Das geht von Wels (58,3) über Kufstein (40,2) bis Wien (40,1). Wels-Land (34,2), Schwaz  (32,2) und  Innsbruck (28) kratzen an der Marke Bei einem KURIER-Rundruf durch Österreichs große Städte stößt das Modell München auf breite Ablehnung.

In Wien ist ein Alkoholverbot im öffentlichen Raum kein Thema. Bis jetzt sind keine Cluster bekannt, die auf Ansteckungen im öffentlichen Raum zurückzuführen sind. Auch in Innsbruck ist das so: „Es gibt keine positiven Fälle, die auf eine Versammlung mehrerer Menschen bei Nacht zurückzuführen wären“, sagt Bürgermeister Georg Willi (Grüne). Zudem gäbe es in der Stadt ohnehin mehrere Alkoholverbotszonen.

„Bisher sind wir ohne ausgekommen, gerade im öffentlichen Raum hat es ja wenige Ansteckungen gegeben“, sagt auch der Grazer Bürgermeister Siegfried Nagl (ÖVP).

Infektiologe Günter Weiss von der Uni-Klinik Innsbruck (er sitzt auch im Corona-Krisenstab des Bundes) sagt: „Prinzipiell ist die Übertragungswahrscheinlichkeit im Freien viel geringer als in geschlossenen Räumen.“ Er meint aber auch: „Wenn zu fortgeschrittener Stunde der Alkoholpegel steigt, der Abstand der Leute geringer und die Aussprache ein bisschen lauter und feuchter wird, kann auch im Freien das Infektionsrisiko ansteigen.“

Dass die Jugend aktuell besonders im Fokus steht, hat auch mit der Entwicklung der Altersstruktur der Infizierten zu tun. Hier sind die 15- bis 24-Jährigen inzwischen die mit Abstand größte Gruppe.
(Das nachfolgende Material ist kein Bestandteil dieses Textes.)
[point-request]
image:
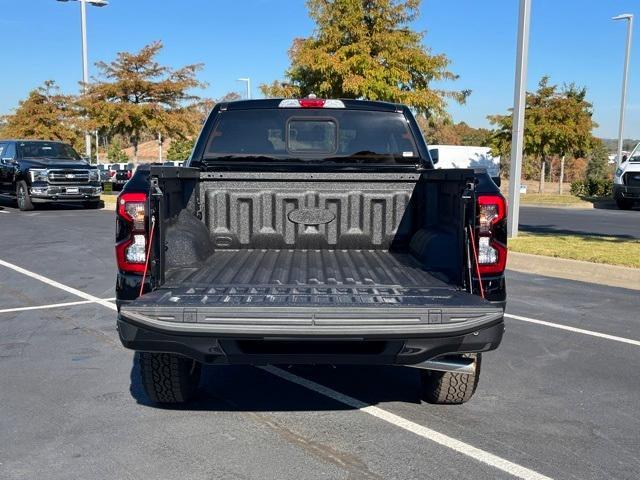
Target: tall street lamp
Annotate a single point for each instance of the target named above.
(85, 63)
(625, 76)
(519, 104)
(248, 80)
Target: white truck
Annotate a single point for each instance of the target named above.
(626, 181)
(457, 156)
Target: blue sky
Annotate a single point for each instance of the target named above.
(571, 40)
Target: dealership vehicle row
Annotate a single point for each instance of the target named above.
(557, 403)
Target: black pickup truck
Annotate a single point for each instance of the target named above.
(310, 232)
(35, 171)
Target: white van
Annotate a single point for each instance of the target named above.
(626, 181)
(457, 156)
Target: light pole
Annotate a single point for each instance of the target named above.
(625, 76)
(517, 132)
(85, 62)
(248, 80)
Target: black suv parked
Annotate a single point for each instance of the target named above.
(41, 171)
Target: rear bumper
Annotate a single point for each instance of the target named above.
(370, 344)
(621, 192)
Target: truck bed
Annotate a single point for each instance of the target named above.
(299, 272)
(274, 292)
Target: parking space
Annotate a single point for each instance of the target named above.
(551, 403)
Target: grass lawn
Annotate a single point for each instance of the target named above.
(611, 250)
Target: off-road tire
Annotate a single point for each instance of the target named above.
(22, 196)
(168, 378)
(624, 204)
(450, 388)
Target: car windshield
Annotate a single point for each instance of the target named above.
(311, 135)
(59, 151)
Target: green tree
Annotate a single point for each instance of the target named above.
(180, 150)
(365, 49)
(598, 162)
(558, 122)
(136, 95)
(116, 153)
(45, 114)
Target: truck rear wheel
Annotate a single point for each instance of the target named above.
(22, 196)
(168, 378)
(450, 388)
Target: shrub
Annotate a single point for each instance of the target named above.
(592, 187)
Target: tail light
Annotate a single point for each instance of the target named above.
(131, 234)
(492, 251)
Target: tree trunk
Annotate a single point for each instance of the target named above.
(561, 175)
(135, 150)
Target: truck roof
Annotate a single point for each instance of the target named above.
(348, 103)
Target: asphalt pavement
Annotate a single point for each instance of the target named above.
(592, 221)
(552, 403)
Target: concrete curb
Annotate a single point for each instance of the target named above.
(577, 206)
(578, 270)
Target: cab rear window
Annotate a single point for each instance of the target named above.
(311, 134)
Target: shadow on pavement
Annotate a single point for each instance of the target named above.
(245, 388)
(553, 230)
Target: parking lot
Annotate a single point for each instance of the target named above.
(559, 399)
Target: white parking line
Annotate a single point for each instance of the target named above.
(574, 329)
(427, 433)
(487, 458)
(53, 283)
(52, 305)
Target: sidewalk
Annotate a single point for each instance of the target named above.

Sie ist deshalb aber noch nicht zwingend Brandbeschleuniger der Pandemie.

„Bei den Jüngeren, die positiv getestet wurden, muss man davon ausgehen, dass ein höherer Prozentsatz als bei älteren Patienten nicht infektiös ist“, sagt Weiss.

Sehr viele Junge, die im Umfeld von symptomatischen Covid-19-Fällen positiv getestet wurden, hätten asymptomatische Verläufe und somit das Virus wohl selbst abgetötet, erklärt der Mediziner. „Wenn ich das Virus selbst eliminiert habe, dann bin ich auch nicht ansteckend.“

Lifestyle-Mittelweg

Freibrief zum Feiern ist das keiner: Je mehr das Coronavirus grassiert, desto größer ist die Wahrscheinlichkeit, dass es in Risikogruppen getragen wird. Man könne den Mittelweg gehen: Rücksicht nehmen und sich trotzdem unterhalten. Die Jungen aus dem öffentlichen Raum zu drängen, hält Weiss nicht für sinnvoll: „Dann treffen sich die Leute irgendwo im privaten Bereich. Das macht dann nicht den großen Unterschied.“

Viele Alternativen haben die Jungen nicht. Denn für die Öffnung von Clubs, Discos und Nachtbars sind es auf absehbare Zeit wohl weiter schlecht aus.